Week 21 & 22 – A3a – Horizon report

The Horizon 2009 report, provides a snapshot of which technologies will probably, in the near future, have an impact on society.

  • 1 year or less
    • Mobiles
    • Cloud computing
  • 2 / 3 years
    • Geo-everything
    • The personal web
  • 4 / 5 years
    • Semantic aware applications
    • Smart objects

Mobiles – Verstaile tool …New interfaces, the ability to run third-party applications, and location-awareness…begun to assume many tasks that were once the exclusive province of portable computers.

Cloud computing – Inexpensive, simple solutions to offsite storage, multi-user application scaling, hosting, and multi-processor computing

Geo-everything – many common devices can automatically determine and record their own precise location and can save that data along with captured media (like photographs) or can transmit it to web-based applications for a host of uses. The full implications of geo-tagging are still unfolding, but the impact in research has already been profound.
The personal web – represent a collection of technologies that are used to configure and manage the ways in which one views and uses the Internet. Using a growing set of free and simple tools and applications, it is easy to create a customized, personal web-based environment — a personal web — that explicitly supports one’s social, professional, learning, and other activities.

Semantic aware applications – Tools that can simply gather the context in which information is couched, and that use that context to extract embedded meaning are providing rich new ways of finding and aggregating content.

Smart objects – A smart object “knows” something about itself — where and how it was made, what it is for, where it should be, or who owns it, for example — and something about its environment.

Key Trends

Increasing globalization continues to affect the way we work, collaborate, and communicate.
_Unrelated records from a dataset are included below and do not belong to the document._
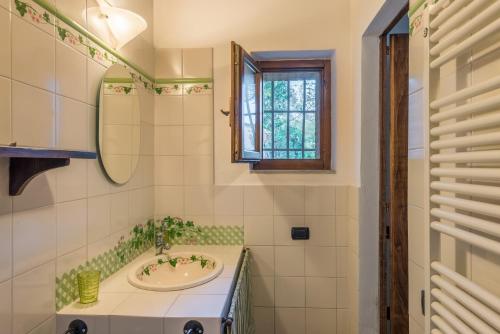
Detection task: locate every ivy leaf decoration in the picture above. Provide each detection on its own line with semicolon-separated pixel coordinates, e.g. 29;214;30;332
16;0;28;17
168;258;177;268
42;12;50;23
57;27;67;41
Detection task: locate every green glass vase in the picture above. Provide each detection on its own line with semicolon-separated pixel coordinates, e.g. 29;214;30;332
77;270;101;304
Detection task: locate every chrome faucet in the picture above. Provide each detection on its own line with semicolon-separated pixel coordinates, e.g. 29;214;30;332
155;231;170;256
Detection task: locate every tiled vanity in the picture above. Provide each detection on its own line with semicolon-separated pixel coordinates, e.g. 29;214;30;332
57;246;243;334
The notion of collective intelligence is redefining how we think about ambiguity and imprecision.

Experience with and affinity for games as learning tools is an increasingly universal characteristic among those entering higher education and the workforce.

Visualization tools are making information more meaningful and insights more intuitive.
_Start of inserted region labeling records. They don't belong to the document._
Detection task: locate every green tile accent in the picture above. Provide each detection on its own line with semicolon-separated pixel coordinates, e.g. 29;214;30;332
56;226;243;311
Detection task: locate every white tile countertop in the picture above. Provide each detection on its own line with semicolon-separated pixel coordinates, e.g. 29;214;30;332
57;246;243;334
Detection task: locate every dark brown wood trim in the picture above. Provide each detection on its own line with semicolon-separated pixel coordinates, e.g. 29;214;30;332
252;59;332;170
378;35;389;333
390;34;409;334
As more than one billion phones are produced each year, mobile phones are benefiting from unprecedented innovation, driven by global competition.

Critical Challenges

There is a growing need for formal instruction in key new skills, including information literacy, visual literacy, and technological literacy.
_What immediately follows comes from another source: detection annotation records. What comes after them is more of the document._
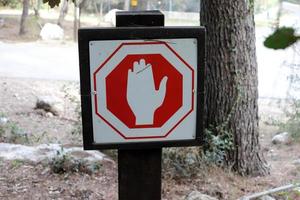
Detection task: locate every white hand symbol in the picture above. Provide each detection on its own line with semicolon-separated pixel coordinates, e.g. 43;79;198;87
127;59;168;125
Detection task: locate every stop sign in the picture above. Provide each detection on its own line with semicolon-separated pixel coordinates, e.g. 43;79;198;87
90;39;197;143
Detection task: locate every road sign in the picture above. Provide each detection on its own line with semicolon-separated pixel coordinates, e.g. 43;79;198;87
80;28;204;147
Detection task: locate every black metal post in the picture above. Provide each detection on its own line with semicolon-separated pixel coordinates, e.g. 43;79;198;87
116;11;164;200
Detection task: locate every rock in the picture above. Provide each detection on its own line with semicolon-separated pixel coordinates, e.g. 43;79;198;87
259;195;276;200
272;132;291;144
40;23;64;40
35;96;64;116
0;117;8;126
184;191;218;200
45;112;53;118
293;159;300;166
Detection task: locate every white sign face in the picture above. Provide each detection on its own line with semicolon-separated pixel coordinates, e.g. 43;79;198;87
89;38;197;144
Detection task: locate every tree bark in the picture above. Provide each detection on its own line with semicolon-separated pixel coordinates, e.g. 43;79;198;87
19;0;29;35
57;0;68;27
200;0;269;176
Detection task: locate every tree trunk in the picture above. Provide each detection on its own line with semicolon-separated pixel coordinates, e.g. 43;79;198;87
200;0;269;176
73;0;79;41
57;0;68;27
19;0;29;35
124;0;130;10
34;0;42;17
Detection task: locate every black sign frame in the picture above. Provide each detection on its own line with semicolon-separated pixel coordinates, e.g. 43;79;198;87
78;26;206;150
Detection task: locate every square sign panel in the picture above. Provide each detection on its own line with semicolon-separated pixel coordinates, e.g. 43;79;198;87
79;27;204;149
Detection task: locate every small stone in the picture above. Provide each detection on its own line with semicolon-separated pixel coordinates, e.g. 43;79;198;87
184;191;218;200
272;132;291;144
259;195;276;200
13;93;19;99
35;96;64;116
293;159;300;166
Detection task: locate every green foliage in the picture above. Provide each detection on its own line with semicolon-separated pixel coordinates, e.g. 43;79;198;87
279;99;300;142
264;27;300;49
43;0;76;8
8;122;29;144
203;127;233;166
162;147;206;178
43;0;60;8
61;83;82;135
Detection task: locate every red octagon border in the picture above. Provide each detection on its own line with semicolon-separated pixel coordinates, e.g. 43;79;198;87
93;41;194;140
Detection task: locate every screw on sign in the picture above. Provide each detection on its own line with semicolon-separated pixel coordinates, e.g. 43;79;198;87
92;39;195;140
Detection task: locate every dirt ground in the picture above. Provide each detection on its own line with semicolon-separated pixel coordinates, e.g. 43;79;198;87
0;10;300;200
0;77;300;200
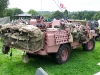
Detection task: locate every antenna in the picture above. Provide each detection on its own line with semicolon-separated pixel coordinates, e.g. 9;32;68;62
53;0;63;12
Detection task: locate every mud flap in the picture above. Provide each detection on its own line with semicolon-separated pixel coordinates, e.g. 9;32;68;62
22;54;29;63
68;33;73;42
89;33;92;39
Students are different, but a lot of educational material is not.

Significant shifts are taking place in the ways scholarship and research are conducted, and there is a need for innovation and leadership at all levels of the academy.

We are expected, especially in public education, to measure and prove through formal assessment that our students are learning.

Higher education is facing a growing expectation to make use of and to deliver services, content, and media to mobile devices.